3 Essential Lease Terms to Consider in a Commercial Office Lease

A commercial office lease can be a complex document to navigate. There are many lease terms in a commercial lease agreement that can greatly impact on the tenant’s business. Of course, lease terms like operating expenses and rental rate are usually easy to understand. However, commercial office lease agreements can become very complex.

In this article, you will find out about some of the most important lease terms that you need to know before signing any contract with a commercial real estate broker or landlord.

Length of term

First, tenants need to have a long-term plan before they sign any contract or agreement. Businesses that are well-established prefer longer-term leases to help them plan for the future. High-growth companies or startups may prefer short-term leases to give them the flexibility to expand.

The term length needs to define rent renewal options and also “fair market rent” to allow for rent increases within the timeframe of the contract.

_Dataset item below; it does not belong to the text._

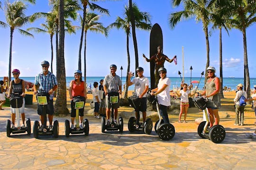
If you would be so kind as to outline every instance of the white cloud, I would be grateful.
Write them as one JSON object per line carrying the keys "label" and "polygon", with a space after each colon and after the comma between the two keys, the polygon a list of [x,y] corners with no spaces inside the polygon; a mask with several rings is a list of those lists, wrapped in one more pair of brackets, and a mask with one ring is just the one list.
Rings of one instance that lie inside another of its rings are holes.
{"label": "white cloud", "polygon": [[234,58],[233,57],[230,58],[229,59],[225,59],[224,61],[222,61],[222,65],[229,68],[236,67],[241,63],[243,63],[243,61],[240,59]]}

Useable square feet vs. rentable square feet

It is also important to know exactly what your rent covers in the lease agreement. If you are a tenant in a large office building, you will usually have to pay rentable square feet. The difference of useable square feet and rentable square feet is that the later include rent for common spaces like corridors, restrooms, the lobby, and elevators.

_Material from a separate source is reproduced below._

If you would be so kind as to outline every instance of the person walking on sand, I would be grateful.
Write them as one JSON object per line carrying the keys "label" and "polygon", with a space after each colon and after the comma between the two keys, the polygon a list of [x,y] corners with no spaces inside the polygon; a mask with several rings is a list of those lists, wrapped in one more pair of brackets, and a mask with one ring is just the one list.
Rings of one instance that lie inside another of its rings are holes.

Other expenses to include in the rent agreement include:

  • Janitorial services
  • Utilities for communal services
  • Tenant electricity costs
  • Maintenance of HVAC units.

Right to leave

Every tenant needs to make sure that there is an exit strategy in the lease should they face challenges in the future. This could be cash-flow problems or the need to expand to larger premises. However, it can sometimes be difficult for a tenant to get a favorable exit strategy written into the lease, especially in a competitive market.

One clause that can benefit a tenant’s right to leave is subleasing. Some landlords allow the tenant to sublease the floor space to another tenant if they need to expand their business. However, most CRE leases still hold the original tenant to care for all the lease obligations.